Especialistas defendem “Peso Pesado”

concorrentes peso pesado


Depois das recentes polémicas com o novo reality-show da SIC, eis que, um grupo de especialistas, em declarações ao Diário de Notícias vem elogiar os propósitos de Peso Pesado.

Segundo os especialistas contactados a versão portuguesa de The Biggest Loser é o primeiro ‘reality show’ com um objectivo “nobre” e uma vertente pedagógica, o que o torna “mais aceitável”, mas não deixa de ser um espectáculo baseado na exploração do ser humano.

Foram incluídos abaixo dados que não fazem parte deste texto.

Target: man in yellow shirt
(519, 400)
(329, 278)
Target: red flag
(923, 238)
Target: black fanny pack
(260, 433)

Para Alexandra Bento, presidente da Associação Portuguesa de Nutricionistas, se o programa se focar “na necessidade de incrementar a actividade física e ter um plano alimentar correcto e personalizado, então podemos ter um programa com uma vertente pedagógica interessante, que mostra que é possível perder peso sem recorrer a técnicas cirúrgicas”.

Quanto ao ‘voyeurismo’ que está sempre associado a estes programas, a nutricionista lamenta o espectáculo à volta de pessoas com obesidade, mas adianta que “se não for mal explorado poderá não ser um problema. Caso contrário, passa da vertente interessante, pedagógica e eventualmente educacional, para o lado de lá”.

Já Carlos Oliveira afiança também que quem concorre não o faz pelo mediatismo, mas para tentar encontrar a solução para o seu problema, pois são pessoas na maioria desempregadas e sem meios económicos. Quanto à figura do “comando”, um militar que humilha e castiga os concorrentes, o especialista não se mostrou particularmente chocado: “é o método militar, usado na recruta, isso dou de barato, desde que atinjam os objectivos e mudem de vida, é o mais importante”.

Quem não partilha da mesma opinião é Jorge Gravanita, da direcção da Sociedade Portuguesa de Psicologia Clínica, para quem essa componente é “deplorável”. “Sou crítico dos reality-shows porque são experiências com seres humanos e que fazem do espectador cúmplice das cenas de humilhação”.

Ainda assim, Jorge Gravanita afirma que “também poderá ser positivo, no sentido em que os concorrentes superam provas, ganham outra resistência e capacidade de se valorizar, porque comer demais também é auto abuso e uma violência com o corpo”. Mas não deixa de haver aqui uma perversidade: “sentimo-nos livres e sentimos gozo de pensar naqueles que chegaram àquele ponto. É por isso que o programa é altamente didáctico mas também anti ético”.